If you have held the shares for at least two years at the date of sale, you can claim a tax deduction for one-third of the benefit realized in the year the shares are sold (one-quarter for shares sold before February 28, 2000) without having to meet the first two requirements for regular stock options outlined above. This exception is designed to stimulate employee participation in ownership of small businesses. It also acknowledges that valuation of shares in a private company may be difficult.

New Rules for Stock Options in Public Companies

Recognizing the increasing importance of share ownership and stock option plans for recruiting and retaining key employees, the 2000 federal budget proposes to postpone the taxation on $100,000 per year of qualifying employee stock options for publicly-listed shares. Instead of taxing the benefit in the year of exercise, it will be taxed when the shares are sold. In the above example, this change would enable our employee to defer tax on the $10,000 benefit until 2002, the year the shares are sold.

The new rules are similar to the U.S. rules governing Incentive Stock Options (ISOs) and are in part designed to ensure Canadian companies are able to compete on even ground with their U.S. rivals.

Employees of public companies must meet several conditions to qualify for this treatment. Among other things, you must deal at arm’s length with your employer and you must not be a specified shareholder (i.e.. generally, you must not own 10 percent or more of the company’s shares). The shares to be acquired must also be ordinary common shares, which are traded on a prescribed Canadian or foreign stock exchange.

Additionally, the total of all amounts payable to acquire the shares, including the option price and any amount payable to acquire the option, cannot be less than the share’s fair market value on the date the option was granted. If these conditions are met, the stock option benefit on the qualifying stock options will be included in income in the year that the shares are sold.

$100,000 Annual Limit

The $100,000 annual limit on the fair market value of options available for the deferral applies to the year of vesting — the year the employee gains the right to exercise the options under the terms of the option agreement — and not to the year in which the option is actually exercised. As a result, the vesting period can dramatically change the amount of the benefit that may be deferred. All stock option plans of the employer and related corporation must be included when determining if the annual limit will be exceeded in year of vesting.

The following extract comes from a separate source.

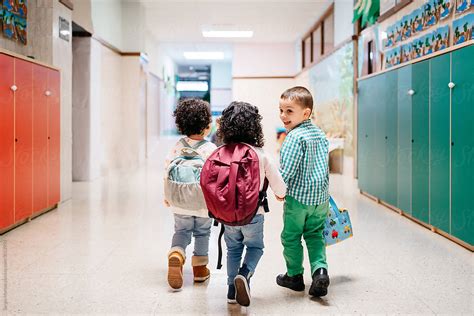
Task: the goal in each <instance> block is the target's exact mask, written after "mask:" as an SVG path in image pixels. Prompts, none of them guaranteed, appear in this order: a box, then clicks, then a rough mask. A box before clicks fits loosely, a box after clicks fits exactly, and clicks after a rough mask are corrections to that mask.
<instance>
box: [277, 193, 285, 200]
mask: <svg viewBox="0 0 474 316" xmlns="http://www.w3.org/2000/svg"><path fill="white" fill-rule="evenodd" d="M275 197H276V199H277V200H278V201H280V202H283V201H284V200H285V197H279V196H278V195H276V194H275Z"/></svg>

For example, say an employee is granted options for 20,000 shares with an exercise price of $10 per share ($200,000 in total), which is their fair market value at the time the options are granted. All of the options vest in Year 1 and the employee exercises the options in that year when the share price is $25 per share ($500,000 in total).

In this case, the employee’s potential benefit is $300,000 ($500,000 — $200,000). But the deferral is only available for 10,000 shares due to the $100,000 limit, so only half of the total benefit ($150,000) can be deferred. The additional $150,000, will be taxed under the general rules as employment income in Year 1 (subject to the one-third employee stock option deduction).

But what if we change the facts so the vesting period for the 20,000 shares is spread equally over Years 1 and 2 (i.e.. 10,000 each year) and the employee exercises the options in Year 2? In this case, tax on the entire $300,000 benefit can be deferred because the fair market value of the 10,000 shares attributable to options vesting each year does not exceed the $100,000 annual limit.

The table below summarizes the tax results of both scenarios. In practice, employees will generally only exercise their options if they plan to sell the shares. Most employees will probably not pay the exercise price if they can simply hold the options and exercise them at a future date. So it seems that the employees who will benefit the most from this measure are those whose options would otherwise expire before they might plan to sell the shares. For example, an employee may have options that vest with a short expiry period (i.e.. years four and five of a five-year option plan) or may be leaving the company with a short period of time to exercise any vested options.